Pedro Passos Coelho não quer excluir qualquer cenário para depois das eleições legislativas deste ano. “Quem determina as condições de governabilidade são os eleitores. Eu não fecho porta nenhuma, mas não vou fazer cenarizações”, diz o líder do PSD numa entrevista ao jornal Expresso publicada este sábado.

Passos, mesmo assim, dá quase por certa uma coligação pré-eleitoral com o CDS de Paulo Portas. “Esclarecer-se-à dentro de pouco tempo”, disse, admitindo que essa será “a solução mais natural” face à necessidade de obter “estabilidade governativa”. A tensão com Portas, diz Passos, faz parte do passado: “Houve um momento, em 2013, em que essa tensão existiu. Mas felizmente foi superada e o país ganhou muito com isso”. Agora é tempo de “procurar que a experiência destes quatro anos em conjunto com o CDS possa prosseguir”.

Quanto às reformas que Passos diz que o país ainda precisa, e que podem precisar do apoio do PS também, o primeiro-ministro mostra cautelas. “Eu também já estive na oposição e não deixei de dar o meu contributo para que algumas medidas fossem tomadas. É preciso uma solução o mais partilhada possível e isso responsabiliza todos, estejam ou não no Governo”, diz Passos acerca das medidas que foram travadas pelo Tribunal Constitucional.

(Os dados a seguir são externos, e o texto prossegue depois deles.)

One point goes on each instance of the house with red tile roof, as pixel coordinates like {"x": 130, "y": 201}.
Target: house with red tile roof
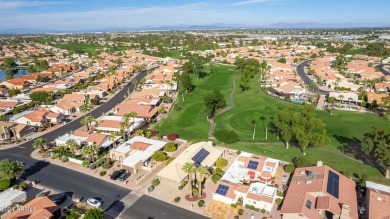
{"x": 378, "y": 200}
{"x": 259, "y": 171}
{"x": 42, "y": 207}
{"x": 15, "y": 83}
{"x": 320, "y": 192}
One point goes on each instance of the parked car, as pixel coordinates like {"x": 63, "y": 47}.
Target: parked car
{"x": 95, "y": 202}
{"x": 59, "y": 198}
{"x": 116, "y": 174}
{"x": 124, "y": 176}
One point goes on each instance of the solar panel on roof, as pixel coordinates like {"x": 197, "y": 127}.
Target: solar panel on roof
{"x": 253, "y": 164}
{"x": 333, "y": 184}
{"x": 200, "y": 156}
{"x": 222, "y": 190}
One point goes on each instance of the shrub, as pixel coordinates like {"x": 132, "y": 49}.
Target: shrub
{"x": 5, "y": 184}
{"x": 226, "y": 136}
{"x": 172, "y": 136}
{"x": 183, "y": 184}
{"x": 150, "y": 188}
{"x": 289, "y": 168}
{"x": 219, "y": 172}
{"x": 155, "y": 182}
{"x": 169, "y": 160}
{"x": 215, "y": 178}
{"x": 221, "y": 163}
{"x": 86, "y": 163}
{"x": 177, "y": 107}
{"x": 153, "y": 132}
{"x": 64, "y": 159}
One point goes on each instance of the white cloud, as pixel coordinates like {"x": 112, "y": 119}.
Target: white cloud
{"x": 15, "y": 4}
{"x": 246, "y": 2}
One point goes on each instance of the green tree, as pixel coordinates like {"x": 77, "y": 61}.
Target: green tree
{"x": 190, "y": 169}
{"x": 40, "y": 144}
{"x": 170, "y": 147}
{"x": 213, "y": 101}
{"x": 376, "y": 143}
{"x": 159, "y": 156}
{"x": 94, "y": 213}
{"x": 10, "y": 170}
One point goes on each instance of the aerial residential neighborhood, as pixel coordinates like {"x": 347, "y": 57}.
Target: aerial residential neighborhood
{"x": 218, "y": 109}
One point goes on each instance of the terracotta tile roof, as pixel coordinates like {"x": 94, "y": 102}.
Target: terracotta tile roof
{"x": 304, "y": 188}
{"x": 96, "y": 138}
{"x": 43, "y": 206}
{"x": 139, "y": 145}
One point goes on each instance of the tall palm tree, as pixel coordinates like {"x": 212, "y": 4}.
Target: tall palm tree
{"x": 40, "y": 144}
{"x": 133, "y": 114}
{"x": 72, "y": 145}
{"x": 90, "y": 151}
{"x": 189, "y": 168}
{"x": 112, "y": 138}
{"x": 10, "y": 170}
{"x": 255, "y": 118}
{"x": 203, "y": 173}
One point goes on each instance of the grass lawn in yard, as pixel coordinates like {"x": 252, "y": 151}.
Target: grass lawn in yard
{"x": 191, "y": 121}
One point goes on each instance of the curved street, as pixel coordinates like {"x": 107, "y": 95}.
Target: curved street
{"x": 83, "y": 186}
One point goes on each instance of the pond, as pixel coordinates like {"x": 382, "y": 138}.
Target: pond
{"x": 16, "y": 73}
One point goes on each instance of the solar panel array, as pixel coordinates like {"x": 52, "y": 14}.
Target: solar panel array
{"x": 308, "y": 204}
{"x": 253, "y": 164}
{"x": 200, "y": 156}
{"x": 222, "y": 190}
{"x": 333, "y": 184}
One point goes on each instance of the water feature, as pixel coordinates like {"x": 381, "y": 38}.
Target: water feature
{"x": 16, "y": 73}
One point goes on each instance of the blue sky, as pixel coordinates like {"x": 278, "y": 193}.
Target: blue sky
{"x": 92, "y": 14}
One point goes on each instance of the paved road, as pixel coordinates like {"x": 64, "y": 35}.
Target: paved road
{"x": 307, "y": 80}
{"x": 381, "y": 68}
{"x": 143, "y": 209}
{"x": 79, "y": 185}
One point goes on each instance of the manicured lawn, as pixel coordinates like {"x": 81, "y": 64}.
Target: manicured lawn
{"x": 191, "y": 121}
{"x": 338, "y": 163}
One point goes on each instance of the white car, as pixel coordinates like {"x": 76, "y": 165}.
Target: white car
{"x": 95, "y": 202}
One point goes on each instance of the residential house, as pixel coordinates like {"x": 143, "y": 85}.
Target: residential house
{"x": 378, "y": 200}
{"x": 136, "y": 153}
{"x": 320, "y": 192}
{"x": 43, "y": 208}
{"x": 201, "y": 154}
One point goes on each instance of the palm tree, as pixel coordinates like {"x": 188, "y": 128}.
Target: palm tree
{"x": 341, "y": 97}
{"x": 255, "y": 118}
{"x": 139, "y": 132}
{"x": 266, "y": 108}
{"x": 112, "y": 138}
{"x": 90, "y": 151}
{"x": 189, "y": 168}
{"x": 133, "y": 114}
{"x": 40, "y": 144}
{"x": 72, "y": 145}
{"x": 10, "y": 170}
{"x": 203, "y": 173}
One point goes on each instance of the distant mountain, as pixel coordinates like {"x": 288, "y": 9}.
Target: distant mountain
{"x": 215, "y": 26}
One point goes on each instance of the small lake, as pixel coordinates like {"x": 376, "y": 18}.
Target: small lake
{"x": 17, "y": 73}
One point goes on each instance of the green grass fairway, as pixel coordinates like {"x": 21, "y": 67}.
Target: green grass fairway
{"x": 191, "y": 121}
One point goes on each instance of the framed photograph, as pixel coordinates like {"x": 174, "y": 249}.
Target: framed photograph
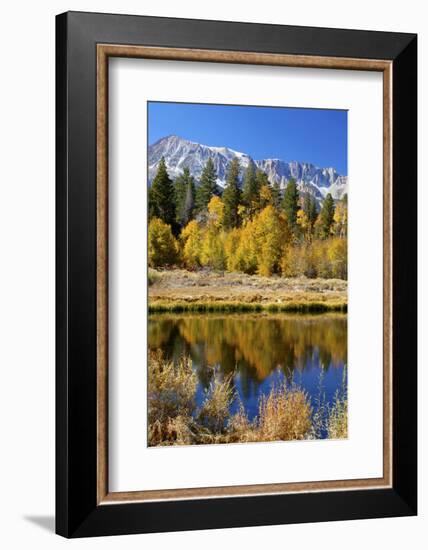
{"x": 236, "y": 274}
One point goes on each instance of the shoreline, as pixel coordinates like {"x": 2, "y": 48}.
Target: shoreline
{"x": 178, "y": 291}
{"x": 178, "y": 306}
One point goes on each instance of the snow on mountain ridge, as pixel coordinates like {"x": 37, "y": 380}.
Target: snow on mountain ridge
{"x": 180, "y": 153}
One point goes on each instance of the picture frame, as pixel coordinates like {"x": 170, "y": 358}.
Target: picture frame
{"x": 84, "y": 44}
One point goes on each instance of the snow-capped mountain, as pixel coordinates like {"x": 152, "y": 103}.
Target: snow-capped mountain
{"x": 180, "y": 153}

Costa pode ser “um desastre” 

Na mesma entrevista, Pedro Passos Coelho diz que as ideias do PS “são outro conto de crianças”, acreditando que António Costa não poderá fazer “radicalmente diferente” do que atualmente está a ser feito pelo Governo caso ganhe as próximas eleições. “Não é possível superar uma quase bancarrota a distribuir dinheiro e a expandir o Orçamento, isso não bate com a realidade”.

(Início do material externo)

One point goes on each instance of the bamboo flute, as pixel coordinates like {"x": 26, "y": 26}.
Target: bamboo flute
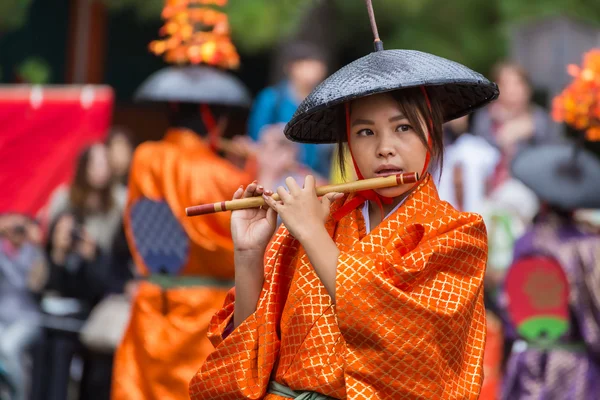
{"x": 255, "y": 202}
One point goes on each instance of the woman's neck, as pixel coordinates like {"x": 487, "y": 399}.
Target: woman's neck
{"x": 375, "y": 216}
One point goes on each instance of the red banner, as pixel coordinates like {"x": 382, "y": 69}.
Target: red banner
{"x": 42, "y": 132}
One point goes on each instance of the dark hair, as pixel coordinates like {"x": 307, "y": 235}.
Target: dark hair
{"x": 414, "y": 106}
{"x": 80, "y": 187}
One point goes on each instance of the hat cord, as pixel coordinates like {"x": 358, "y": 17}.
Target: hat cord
{"x": 378, "y": 43}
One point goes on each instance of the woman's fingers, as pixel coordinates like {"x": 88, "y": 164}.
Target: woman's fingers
{"x": 292, "y": 186}
{"x": 284, "y": 195}
{"x": 238, "y": 193}
{"x": 251, "y": 189}
{"x": 309, "y": 183}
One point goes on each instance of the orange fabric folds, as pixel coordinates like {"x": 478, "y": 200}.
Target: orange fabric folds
{"x": 166, "y": 340}
{"x": 408, "y": 323}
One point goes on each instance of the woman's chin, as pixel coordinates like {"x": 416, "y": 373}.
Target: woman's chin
{"x": 394, "y": 191}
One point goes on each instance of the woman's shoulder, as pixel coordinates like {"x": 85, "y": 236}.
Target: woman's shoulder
{"x": 446, "y": 219}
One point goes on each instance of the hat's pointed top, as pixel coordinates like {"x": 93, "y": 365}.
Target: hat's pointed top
{"x": 377, "y": 41}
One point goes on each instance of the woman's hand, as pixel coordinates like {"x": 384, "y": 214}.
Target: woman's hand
{"x": 300, "y": 209}
{"x": 252, "y": 229}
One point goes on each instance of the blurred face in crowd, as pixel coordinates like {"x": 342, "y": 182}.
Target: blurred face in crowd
{"x": 307, "y": 74}
{"x": 18, "y": 229}
{"x": 98, "y": 168}
{"x": 120, "y": 151}
{"x": 276, "y": 150}
{"x": 515, "y": 93}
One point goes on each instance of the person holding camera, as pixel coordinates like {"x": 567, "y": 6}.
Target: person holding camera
{"x": 75, "y": 284}
{"x": 22, "y": 275}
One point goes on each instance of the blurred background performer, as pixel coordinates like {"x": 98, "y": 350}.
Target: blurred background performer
{"x": 186, "y": 264}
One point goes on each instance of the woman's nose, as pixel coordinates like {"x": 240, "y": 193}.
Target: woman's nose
{"x": 385, "y": 148}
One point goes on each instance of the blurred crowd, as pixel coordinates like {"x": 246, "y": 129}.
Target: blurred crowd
{"x": 56, "y": 268}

À pergunta do Expresso sobre se “votar no PS é regressar às políticas que nos levaram ao desastre”, Passos acede: “Não há razão nenhuma para pensar que não seja assim”. E explica porque entende isso: “As pessoas que têm pontificado nas decisões importantes do PS são basicamente as mesmas que determinaram as escolhas do passado”. Lembra que Costa foi número dois de Sócrates, também a bancada parlamentar socialista, onde Passos vê “uma sintonia muito grande com a política que foi executada”. “Se há algum corte com o passado ainda não se ouviu. Se há algum projeto novo está escondido e ainda não apareceu.

O primeiro-ministro contesta, por exemplo, as críticas socialistas à Europa. “Não foi a Europa que nos criou um problema (…). No essencial tínhamos que viver com o dinheiro que o anterior Governo contratou (com a troika) e que pressupunha necessidades menores do que as reais.”. Admitindo que a maioria “comeu o pão que o diabo amassou”, Passos diz que tinha como guião prioritário tirar o país da assistência financeira. “Isso foi alcançado, o resto são diferenças de tom”, diz, recusando qualquer subserviência às posições alemãs.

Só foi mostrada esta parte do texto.